Isto permite a Kant afirmar que não há universal no interior
do campo dos objetos do desejo, já que aqui cada um segue seu próprio
sentimento de bem-estar e os princípios narcísicos ditados pelo amor de si. De
outro lado, nós não devemos esquecer que não há liberdade lá onde o sentimento
fisiológico do bem-estar guia a conduta. Pois, neste caso, o sujeito é
submetido a uma causalidade natural onde o objeto e os instintos ligados à
satisfação das necessidades físicas determinam a Lei à vontade, e não o
contrário. De onde se segue a afirmação: "Estes que estão habituados
unicamente às explicações fisiológicas não podem colocar na cabeça o imperativo
categórico "[39].
Neste nível, o homem não se distingue do animal. Só há liberdade quando o sujeito pode determinar de maneira
autônoma um objeto à vontade. A fim de poder produzir tal determinação, ele
deve se apoiar na razão contra os impulsos patológicos do desejo. O homem é o
único animal que tem: "a faculdade (facultas)
de se elevar por sobre (Überwindung) todo impulso sensível "[40]
e de desenvolver o : "poder de transformar uma regra da razão em motivo de
uma ação”[41]. É
através deste vazio, desta rejeição radical da série de objetos patológicos,
que a conduta humana com seu sistema de decisões pode ser outra coisa que o
simples efeito da causalidade natural. Assim, ela pode se afirmar em seu
próprio regime de causalidade, chamado por Kant de causalidade pela liberdade (Kausalität durch Freiheit). O que não
surpreende ninguém já que, para Kant, a verdadeira liberdade consiste em:
"ser livre em relação a todas as leis da natureza, obedecendo apenas
àquelas que ele mesmo [o sujeito] edita e a partir das quais suas máximas podem pertencer a uma legislação
universal "[42]. A
liberdade consiste em determinar a vontade através da universalidade da razão. Apesar disto, tal
purificação da vontade através da rejeição radical da série de objetos
patológicos coloca um problema, já que toda vontade deve dirigir sua realização
através de um objeto. Faz-se necessário um objeto próprio à vontade livre. A
fim de resolver tal impasse, Kant introduz o conceito de das Gute: um bem para além do sentimento utilitário de prazer[43].
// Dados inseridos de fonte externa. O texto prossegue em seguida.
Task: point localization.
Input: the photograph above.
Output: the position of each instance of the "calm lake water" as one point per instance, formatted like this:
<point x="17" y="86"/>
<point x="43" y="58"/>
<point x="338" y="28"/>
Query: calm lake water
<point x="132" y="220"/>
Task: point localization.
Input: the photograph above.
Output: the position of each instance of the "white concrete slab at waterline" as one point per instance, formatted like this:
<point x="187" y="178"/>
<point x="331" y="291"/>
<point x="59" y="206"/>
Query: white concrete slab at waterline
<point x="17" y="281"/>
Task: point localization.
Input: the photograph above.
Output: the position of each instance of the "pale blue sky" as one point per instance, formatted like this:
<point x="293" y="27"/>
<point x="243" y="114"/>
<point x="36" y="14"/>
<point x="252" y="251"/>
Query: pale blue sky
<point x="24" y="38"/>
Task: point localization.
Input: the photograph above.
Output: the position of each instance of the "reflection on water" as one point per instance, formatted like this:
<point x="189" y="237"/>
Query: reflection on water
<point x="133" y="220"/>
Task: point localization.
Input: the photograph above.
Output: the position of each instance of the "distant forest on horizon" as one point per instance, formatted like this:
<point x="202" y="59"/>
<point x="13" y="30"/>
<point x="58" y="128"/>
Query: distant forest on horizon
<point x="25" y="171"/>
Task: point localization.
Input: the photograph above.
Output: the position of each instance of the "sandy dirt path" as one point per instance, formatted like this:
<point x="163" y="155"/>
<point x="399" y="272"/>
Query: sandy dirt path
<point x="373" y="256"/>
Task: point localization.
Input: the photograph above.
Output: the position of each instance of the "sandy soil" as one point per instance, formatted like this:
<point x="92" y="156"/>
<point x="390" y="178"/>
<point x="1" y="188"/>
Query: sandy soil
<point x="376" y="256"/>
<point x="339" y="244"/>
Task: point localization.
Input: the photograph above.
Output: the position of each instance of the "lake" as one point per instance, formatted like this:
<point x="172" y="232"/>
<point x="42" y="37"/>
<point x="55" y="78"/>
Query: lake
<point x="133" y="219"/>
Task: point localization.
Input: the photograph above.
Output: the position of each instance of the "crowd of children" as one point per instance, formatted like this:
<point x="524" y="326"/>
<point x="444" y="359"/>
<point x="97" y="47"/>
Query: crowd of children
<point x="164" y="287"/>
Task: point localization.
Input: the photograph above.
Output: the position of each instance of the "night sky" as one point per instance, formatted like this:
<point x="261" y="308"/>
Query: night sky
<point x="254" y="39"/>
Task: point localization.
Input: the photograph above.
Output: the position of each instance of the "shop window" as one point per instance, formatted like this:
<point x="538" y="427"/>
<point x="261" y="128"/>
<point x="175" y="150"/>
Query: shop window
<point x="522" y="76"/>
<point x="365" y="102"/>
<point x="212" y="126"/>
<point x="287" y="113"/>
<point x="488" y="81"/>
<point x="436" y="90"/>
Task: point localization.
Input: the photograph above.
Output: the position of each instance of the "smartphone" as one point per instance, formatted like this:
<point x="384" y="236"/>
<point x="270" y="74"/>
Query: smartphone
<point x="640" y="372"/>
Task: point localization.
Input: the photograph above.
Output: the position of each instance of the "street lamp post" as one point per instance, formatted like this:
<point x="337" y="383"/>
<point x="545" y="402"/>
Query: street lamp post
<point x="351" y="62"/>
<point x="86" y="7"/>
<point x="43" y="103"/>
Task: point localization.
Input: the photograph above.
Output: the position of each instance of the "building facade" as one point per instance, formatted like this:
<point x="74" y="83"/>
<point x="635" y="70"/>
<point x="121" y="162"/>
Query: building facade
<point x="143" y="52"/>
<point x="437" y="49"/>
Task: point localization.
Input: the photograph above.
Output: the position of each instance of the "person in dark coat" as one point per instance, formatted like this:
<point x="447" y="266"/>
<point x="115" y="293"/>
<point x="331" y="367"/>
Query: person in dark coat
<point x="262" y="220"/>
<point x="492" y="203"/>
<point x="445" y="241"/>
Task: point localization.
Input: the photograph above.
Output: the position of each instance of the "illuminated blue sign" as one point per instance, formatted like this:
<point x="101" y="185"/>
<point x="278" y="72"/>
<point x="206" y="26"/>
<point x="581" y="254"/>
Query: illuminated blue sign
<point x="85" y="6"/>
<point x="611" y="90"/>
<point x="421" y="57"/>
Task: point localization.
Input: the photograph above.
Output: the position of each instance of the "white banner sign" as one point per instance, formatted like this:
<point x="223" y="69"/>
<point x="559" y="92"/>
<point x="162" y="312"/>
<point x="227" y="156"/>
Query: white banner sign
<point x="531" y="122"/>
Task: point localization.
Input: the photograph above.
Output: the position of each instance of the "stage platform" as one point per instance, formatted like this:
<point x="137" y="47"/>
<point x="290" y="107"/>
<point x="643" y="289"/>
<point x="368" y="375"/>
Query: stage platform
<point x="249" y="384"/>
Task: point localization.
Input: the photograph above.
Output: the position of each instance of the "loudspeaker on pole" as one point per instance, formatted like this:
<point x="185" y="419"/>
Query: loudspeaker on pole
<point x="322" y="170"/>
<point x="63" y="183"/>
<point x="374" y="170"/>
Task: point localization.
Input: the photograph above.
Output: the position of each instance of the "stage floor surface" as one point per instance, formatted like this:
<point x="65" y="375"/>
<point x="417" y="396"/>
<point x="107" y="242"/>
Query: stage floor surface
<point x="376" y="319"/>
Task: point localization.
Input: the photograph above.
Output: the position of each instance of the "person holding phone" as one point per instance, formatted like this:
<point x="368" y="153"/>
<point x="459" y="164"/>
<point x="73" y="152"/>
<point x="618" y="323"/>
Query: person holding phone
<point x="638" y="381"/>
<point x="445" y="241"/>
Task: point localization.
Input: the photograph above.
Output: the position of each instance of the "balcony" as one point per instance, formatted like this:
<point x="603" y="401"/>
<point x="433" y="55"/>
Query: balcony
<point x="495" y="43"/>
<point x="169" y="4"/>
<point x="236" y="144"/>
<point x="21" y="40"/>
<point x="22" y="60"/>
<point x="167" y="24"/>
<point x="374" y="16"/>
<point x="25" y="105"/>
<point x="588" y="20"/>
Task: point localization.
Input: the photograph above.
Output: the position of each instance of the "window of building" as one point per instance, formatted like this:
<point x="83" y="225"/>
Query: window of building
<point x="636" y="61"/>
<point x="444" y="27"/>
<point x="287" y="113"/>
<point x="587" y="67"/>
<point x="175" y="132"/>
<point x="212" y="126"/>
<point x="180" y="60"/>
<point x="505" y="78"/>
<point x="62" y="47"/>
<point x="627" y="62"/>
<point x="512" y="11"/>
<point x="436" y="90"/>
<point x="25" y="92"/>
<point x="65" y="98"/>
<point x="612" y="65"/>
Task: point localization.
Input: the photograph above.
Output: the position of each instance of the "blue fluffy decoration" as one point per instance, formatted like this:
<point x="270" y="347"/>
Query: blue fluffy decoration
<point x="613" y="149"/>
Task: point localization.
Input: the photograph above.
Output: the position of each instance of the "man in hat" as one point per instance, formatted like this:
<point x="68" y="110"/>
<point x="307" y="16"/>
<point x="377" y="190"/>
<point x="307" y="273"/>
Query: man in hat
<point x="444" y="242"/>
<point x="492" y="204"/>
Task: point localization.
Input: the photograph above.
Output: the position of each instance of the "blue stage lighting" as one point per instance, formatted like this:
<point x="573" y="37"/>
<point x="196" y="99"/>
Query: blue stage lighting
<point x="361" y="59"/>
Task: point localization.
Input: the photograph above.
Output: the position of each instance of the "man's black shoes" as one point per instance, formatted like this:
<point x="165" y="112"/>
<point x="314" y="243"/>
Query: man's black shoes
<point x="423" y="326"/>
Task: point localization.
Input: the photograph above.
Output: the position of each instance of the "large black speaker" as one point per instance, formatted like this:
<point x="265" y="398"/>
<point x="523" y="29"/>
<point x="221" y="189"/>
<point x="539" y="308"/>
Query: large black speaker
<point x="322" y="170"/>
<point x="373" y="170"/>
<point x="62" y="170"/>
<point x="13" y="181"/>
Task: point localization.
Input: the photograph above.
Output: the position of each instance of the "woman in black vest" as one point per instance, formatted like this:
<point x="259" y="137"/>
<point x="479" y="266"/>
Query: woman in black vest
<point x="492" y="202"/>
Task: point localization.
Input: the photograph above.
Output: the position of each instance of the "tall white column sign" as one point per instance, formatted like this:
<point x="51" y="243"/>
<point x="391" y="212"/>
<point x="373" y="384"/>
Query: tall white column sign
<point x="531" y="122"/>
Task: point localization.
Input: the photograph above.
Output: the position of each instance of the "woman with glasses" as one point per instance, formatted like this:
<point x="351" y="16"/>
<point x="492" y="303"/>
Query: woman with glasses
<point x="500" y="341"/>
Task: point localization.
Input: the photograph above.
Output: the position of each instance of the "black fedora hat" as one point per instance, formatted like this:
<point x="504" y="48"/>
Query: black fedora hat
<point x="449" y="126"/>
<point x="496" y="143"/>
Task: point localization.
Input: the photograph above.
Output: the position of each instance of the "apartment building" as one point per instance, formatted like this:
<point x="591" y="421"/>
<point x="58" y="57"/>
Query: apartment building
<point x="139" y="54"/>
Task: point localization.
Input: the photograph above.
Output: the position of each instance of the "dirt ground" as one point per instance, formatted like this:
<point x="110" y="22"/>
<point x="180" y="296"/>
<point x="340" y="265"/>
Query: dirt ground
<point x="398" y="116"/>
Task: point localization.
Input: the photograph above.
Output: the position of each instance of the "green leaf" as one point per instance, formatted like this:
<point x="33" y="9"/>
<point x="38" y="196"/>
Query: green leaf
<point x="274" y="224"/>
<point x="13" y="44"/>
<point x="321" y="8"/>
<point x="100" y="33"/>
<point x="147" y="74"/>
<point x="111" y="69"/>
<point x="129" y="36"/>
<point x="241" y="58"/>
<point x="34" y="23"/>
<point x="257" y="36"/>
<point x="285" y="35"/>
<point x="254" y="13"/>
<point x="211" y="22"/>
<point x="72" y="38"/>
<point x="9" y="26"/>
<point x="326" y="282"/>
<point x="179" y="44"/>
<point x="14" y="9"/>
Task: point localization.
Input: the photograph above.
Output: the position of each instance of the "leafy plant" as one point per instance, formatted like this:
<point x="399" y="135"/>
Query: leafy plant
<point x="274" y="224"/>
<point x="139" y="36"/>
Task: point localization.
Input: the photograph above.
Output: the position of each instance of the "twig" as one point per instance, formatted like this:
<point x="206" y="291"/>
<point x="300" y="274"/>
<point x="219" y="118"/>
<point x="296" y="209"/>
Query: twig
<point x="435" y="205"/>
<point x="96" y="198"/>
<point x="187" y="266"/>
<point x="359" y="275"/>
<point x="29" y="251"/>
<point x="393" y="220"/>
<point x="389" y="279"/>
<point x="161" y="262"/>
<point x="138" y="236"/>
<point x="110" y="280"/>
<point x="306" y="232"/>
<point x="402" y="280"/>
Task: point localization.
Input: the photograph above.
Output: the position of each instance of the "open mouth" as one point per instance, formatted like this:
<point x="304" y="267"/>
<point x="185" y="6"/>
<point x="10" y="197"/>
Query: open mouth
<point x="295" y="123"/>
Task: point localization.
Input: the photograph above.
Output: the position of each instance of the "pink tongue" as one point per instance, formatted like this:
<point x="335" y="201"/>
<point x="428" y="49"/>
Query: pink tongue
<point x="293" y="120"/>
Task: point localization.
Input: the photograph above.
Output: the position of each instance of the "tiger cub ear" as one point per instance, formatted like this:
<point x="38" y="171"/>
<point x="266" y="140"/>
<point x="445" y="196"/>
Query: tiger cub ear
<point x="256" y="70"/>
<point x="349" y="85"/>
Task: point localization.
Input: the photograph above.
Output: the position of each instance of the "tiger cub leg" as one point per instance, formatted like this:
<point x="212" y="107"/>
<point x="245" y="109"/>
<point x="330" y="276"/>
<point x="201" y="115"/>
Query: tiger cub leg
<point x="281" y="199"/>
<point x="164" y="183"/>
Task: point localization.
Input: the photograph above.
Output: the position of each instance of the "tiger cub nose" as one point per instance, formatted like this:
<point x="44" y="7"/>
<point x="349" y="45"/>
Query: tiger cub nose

Sua realidade objetiva indica que a razão prática pode dar uma determinação a priori à vontade através de um objeto
supra-sensível desprovido de toda qualidade fenomenal. Ele é tanto o princípio
regulador da ação moral quanto o princípio de toda conduta que se queira
racional. Dizer que o ato moral é dirigido por um objeto desprovido de
realidade fenomenal nos leva longe. Pois isto significa dizer que não é
possível termos nenhuma intuição correspondente a este objeto (há intuições
apenas de fenômenos categorizados no espaço e no tempo). Isto não parece
colocar problemas a Kant já que, se algo devesse ser gut: "seria apenas a maneira do agir (...) e não uma coisa que
poderia ser assim chamada"[44]. Quer dizer, a vontade que quer das Gute quer apenas uma forma de agir, uma forma específica para
a ação, e não um objeto empírico privilegiado. A forma já é o objeto para a vontade livre. Ou, como nos diz Lacan:
"a forma desta lei é também sua única substância "[45]. E de qual forma trata-se aqui? Nós sabemos que a encontramos
no conteúdo da máxima moral: "Age de tal maneira que a máxima da tua
vontade possa sempre valer como princípio de uma legislação universal".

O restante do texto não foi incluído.